Как же ей теперь, наверно, хочется забиться в угол или забраться с ногами в огромное мягкое кресло, сжаться в нем и чтоб сверху накрыли чем-то, ну хоть вот этим нашим мягким, пушистым декадентским пледом, вовсе не подходящим для этой цели, но дорогим, купленным в свое время за большие деньги; и чтоб оставили в покое, забыли, позволили забыться, дали бы выплакаться и уснуть.
"И в то же время ей страшно остаться одной, и она не садится ни в какое кресло, она ходит за мной, словно, прости Господи, маленькая собачонка, которая не оправдала надежд хозяина, - подумал я, - а потом она берет меня за плечо или, проходя мимо, касается случайно рукой, но в следующее мгновение она уже отстраняется, а еще через какое-то время снова касается и прижимается.
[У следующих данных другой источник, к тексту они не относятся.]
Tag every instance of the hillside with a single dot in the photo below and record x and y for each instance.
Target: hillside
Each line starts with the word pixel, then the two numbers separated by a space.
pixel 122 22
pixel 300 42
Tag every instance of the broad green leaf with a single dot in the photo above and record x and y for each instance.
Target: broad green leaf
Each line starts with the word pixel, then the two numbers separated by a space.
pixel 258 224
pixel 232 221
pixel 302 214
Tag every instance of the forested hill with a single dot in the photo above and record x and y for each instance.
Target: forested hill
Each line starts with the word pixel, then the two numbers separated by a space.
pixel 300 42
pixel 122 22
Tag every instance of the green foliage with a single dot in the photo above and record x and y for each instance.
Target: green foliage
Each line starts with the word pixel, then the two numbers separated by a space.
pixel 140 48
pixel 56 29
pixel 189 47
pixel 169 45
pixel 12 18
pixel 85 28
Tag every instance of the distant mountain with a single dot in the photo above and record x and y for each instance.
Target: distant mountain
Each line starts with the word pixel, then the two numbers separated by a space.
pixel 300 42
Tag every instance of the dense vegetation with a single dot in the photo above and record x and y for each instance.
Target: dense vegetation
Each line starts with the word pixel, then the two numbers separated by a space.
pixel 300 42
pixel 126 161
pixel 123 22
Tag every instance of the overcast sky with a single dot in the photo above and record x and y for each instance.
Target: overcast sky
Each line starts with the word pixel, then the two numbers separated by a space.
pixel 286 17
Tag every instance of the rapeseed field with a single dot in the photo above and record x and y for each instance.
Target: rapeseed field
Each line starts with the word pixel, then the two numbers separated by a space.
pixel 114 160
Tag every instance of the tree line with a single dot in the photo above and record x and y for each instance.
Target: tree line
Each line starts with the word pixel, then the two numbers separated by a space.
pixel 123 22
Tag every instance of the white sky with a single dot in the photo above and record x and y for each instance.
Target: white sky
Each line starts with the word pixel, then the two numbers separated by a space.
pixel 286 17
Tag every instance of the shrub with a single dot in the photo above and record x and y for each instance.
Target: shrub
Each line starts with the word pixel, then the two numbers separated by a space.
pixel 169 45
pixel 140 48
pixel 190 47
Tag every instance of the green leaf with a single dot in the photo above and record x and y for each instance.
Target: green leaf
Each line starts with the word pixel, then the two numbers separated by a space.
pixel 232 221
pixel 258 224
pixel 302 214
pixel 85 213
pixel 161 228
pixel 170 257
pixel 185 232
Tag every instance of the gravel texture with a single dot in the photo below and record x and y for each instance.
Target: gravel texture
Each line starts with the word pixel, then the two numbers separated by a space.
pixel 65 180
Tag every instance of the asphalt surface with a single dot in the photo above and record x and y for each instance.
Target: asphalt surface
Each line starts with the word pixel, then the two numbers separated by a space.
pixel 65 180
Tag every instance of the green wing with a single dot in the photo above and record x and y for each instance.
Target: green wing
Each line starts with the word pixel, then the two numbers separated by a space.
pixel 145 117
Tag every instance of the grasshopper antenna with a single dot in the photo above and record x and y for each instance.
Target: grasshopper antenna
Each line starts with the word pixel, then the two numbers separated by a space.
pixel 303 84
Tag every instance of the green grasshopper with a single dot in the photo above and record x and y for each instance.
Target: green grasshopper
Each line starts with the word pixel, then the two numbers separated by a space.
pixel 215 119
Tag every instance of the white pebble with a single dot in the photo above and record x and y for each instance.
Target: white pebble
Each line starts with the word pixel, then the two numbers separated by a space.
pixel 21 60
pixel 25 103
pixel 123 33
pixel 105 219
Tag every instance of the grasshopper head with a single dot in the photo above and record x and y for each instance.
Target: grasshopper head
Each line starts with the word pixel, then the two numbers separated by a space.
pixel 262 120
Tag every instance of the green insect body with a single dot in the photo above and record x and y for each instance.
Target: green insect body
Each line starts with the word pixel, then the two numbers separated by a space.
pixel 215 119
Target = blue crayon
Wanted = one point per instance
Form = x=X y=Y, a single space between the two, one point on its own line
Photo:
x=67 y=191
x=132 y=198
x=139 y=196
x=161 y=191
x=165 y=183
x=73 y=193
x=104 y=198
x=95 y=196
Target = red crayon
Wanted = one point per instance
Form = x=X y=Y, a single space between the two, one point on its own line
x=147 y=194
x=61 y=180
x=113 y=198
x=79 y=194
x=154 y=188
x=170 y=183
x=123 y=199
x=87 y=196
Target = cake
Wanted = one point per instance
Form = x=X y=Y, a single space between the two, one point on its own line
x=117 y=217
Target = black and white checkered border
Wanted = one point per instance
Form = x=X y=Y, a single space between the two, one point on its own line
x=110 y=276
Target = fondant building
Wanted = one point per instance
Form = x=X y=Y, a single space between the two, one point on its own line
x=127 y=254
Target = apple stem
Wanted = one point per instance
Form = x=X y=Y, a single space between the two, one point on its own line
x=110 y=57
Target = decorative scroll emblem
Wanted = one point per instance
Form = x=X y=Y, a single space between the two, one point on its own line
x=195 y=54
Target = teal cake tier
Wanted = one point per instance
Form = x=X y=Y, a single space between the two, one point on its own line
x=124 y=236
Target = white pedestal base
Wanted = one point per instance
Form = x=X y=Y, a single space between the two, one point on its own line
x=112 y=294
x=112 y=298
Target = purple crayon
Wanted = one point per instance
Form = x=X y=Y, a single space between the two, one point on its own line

Ей сейчас так нужен я..."
Ей нужен я, а мне нужен ребенок. Мальчик, девочка - все равно. Господи, я с ума сойду! Почему я должен быть заложником чьей-то немощи, чьей-то природной неспособности? Я - молодой, здоровый, с упругими мышцами, с гладкой кожей. Я должен, я имею право быть отцом! Жизнь, та самая жизнь, заключенная в мою собственную телесную оболочку, настойчиво требует этого. Я просто физически это чувствую - это теснение, нытье в груди, эту почти боль в средостении. Я хочу, я очень хочу носить на руках по комнате маленькое существо и хочу, чтоб оно держалось за меня, цеплялось за меня ручонками, чтоб с серьезнейшим видом залезало мне в ухо, пыталось потрогать глаз, а я чтоб перехватывал его ручонки и говорил строго: "Нельзя! Ай-яй-яй!"